2018年3月23日

進歩史観の批判的考察

この世で多数を占めているのは常に俗人であり、だからこそ性欲によって子孫を繁殖している。人類の中でより卑しい人、大脳新皮質が未発達でより利己的な人ほど単なる本能を自己制御できず人生の早い時期に繁殖する。最も尊い人々はこの生という営みが空しく、苦痛を避けられないと悟って生殖を否定し、少なくとも生ある人々の苦役を和らげようと試みて死ぬ。よって、この世では卑しい人ほど殖えやすく尊い人の数はますます少なくなる。
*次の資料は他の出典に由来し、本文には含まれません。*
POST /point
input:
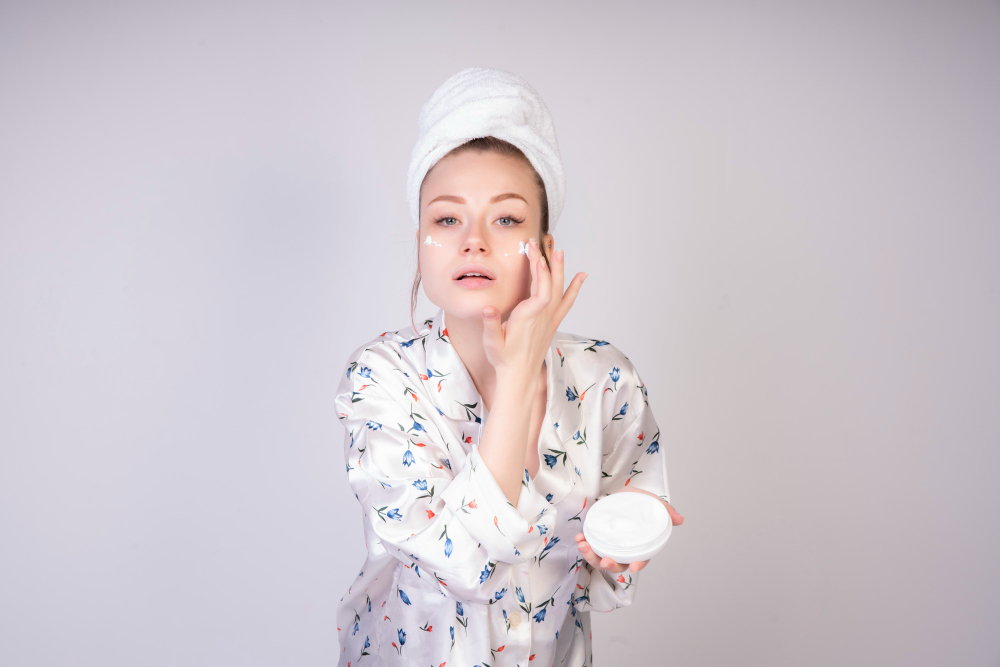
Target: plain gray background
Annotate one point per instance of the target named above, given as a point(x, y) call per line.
point(789, 215)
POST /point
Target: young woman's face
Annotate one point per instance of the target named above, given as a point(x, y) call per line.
point(477, 209)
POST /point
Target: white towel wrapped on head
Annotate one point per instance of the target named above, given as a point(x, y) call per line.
point(481, 102)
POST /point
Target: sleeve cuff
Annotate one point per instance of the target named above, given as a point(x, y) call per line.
point(510, 534)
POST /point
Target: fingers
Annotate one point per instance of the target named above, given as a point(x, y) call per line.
point(544, 282)
point(533, 265)
point(492, 331)
point(558, 275)
point(675, 517)
point(638, 565)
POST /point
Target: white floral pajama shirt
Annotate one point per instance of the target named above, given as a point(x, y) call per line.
point(455, 574)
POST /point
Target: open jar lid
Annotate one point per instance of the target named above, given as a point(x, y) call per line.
point(627, 524)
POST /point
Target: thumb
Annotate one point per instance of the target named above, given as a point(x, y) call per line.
point(492, 333)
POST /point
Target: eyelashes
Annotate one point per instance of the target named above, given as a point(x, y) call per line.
point(514, 220)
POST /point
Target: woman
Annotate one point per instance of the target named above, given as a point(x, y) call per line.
point(477, 441)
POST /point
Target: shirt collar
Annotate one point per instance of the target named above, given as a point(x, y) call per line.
point(455, 395)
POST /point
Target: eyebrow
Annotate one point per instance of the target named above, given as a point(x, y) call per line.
point(461, 200)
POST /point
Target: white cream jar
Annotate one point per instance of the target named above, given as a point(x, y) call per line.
point(627, 527)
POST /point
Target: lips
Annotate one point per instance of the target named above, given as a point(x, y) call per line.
point(463, 272)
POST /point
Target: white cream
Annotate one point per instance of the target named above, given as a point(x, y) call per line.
point(627, 526)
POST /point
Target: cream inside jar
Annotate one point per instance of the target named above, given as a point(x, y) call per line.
point(627, 527)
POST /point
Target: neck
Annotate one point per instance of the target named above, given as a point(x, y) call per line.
point(466, 337)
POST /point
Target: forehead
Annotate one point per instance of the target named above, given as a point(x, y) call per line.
point(475, 171)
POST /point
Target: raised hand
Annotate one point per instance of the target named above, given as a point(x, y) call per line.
point(517, 347)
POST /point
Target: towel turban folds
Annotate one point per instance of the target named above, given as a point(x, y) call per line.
point(480, 102)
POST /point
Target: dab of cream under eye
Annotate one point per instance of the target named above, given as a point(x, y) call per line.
point(627, 527)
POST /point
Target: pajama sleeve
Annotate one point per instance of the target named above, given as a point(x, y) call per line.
point(636, 461)
point(455, 529)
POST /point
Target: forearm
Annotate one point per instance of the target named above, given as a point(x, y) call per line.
point(503, 447)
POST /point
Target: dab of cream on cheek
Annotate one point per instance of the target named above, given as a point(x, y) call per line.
point(627, 527)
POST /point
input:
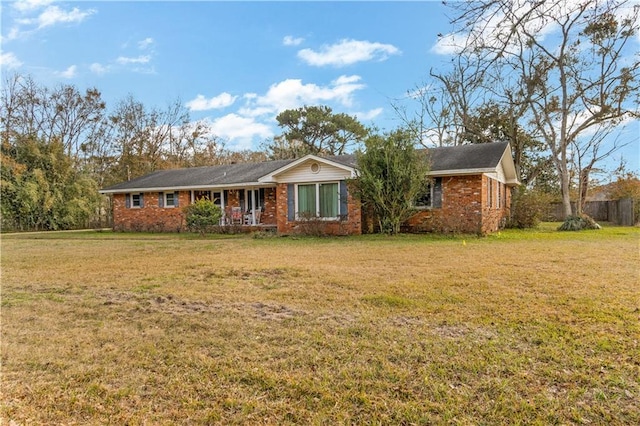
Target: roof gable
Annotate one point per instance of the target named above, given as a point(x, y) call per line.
point(339, 162)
 社会進化論はダーウィンが『人間の由来』で考えていたよう人類が道徳的にも進歩するという前提のもと考えられている時、このため明らかに間違っている。一方、犯罪率の漸減にみられるよう、人類はより卑しい人ほど殖えやすいにも関わらず当時の法秩序に多少あれ順応せざるをえない。人類は刑罰という苦痛を避ける為に犯罪を結果的に行わなくなっていくのだが、立法は寧ろ一部の賢者によっている。
 全体として、比較賢者が秩序化しようとした或る最低限の道徳規範が、ますます卑しくなる人類を、少なくとも表面的には進歩させているかの様にみせている原因である。社会進化論は或る社会が法によって道徳規範を変化させていくことを、進歩と勘違いしただけだった。実際、性に関し許容される不道徳の領域を拡張していった規範とか、相続財産を含む資源の寡占の状況、古代になかった身分差等は法規自体が寧ろ堕落した結果とも見なせる。西洋主義や米国主義であれ国粋主義であれ、進 歩史観の類は工学や自然科学、数学といった一部の学問における一定の積み重ねが、新たに高度な難題を付きつける段階的構造を比喩にして、中華思想や帝国主義の中で自文化中心主義とそれら学群が類比され信じ込まれた幻想であり、実際には単に、社会の変化と人類の堕落がみられるだけだ。
 人々が道徳的に進歩する、という事がありうるなら、それは法規範の根源に、知り得た以前の社会全てへの批判的考察があった上でつくられる法秩序において、すなわち過去の全矛盾を持ち上げた社会においてだろう。このことはある社会単位で立法に最低限度化された、哲学の種類と解釈できる。自文化中心主義や中華思想、帝国主義、ヘーゲル思想、国粋主義、結束主義をもっている集団で、多文化主義や文化多元主義は根本的に除外されているが、別の単位では多様性が当然の前提にされている。この違いはそれら集団における立法者の哲学によっているのであり、議員制により複数の立法者がいるとき、その人々の意見がある社会の秩序や規律を定義する。いいかえれば、最も模範的な社会は、同時代を含む過去に存在した全矛盾を止揚する必要さを満たした立法者がいる社会であり、その程度は或る社会の哲学者の学問的能力、知恵の次元に依存している。理論が軽蔑されていたり、言論の自由が制限されている集団に、社会秩序の改善は先ず不可能である。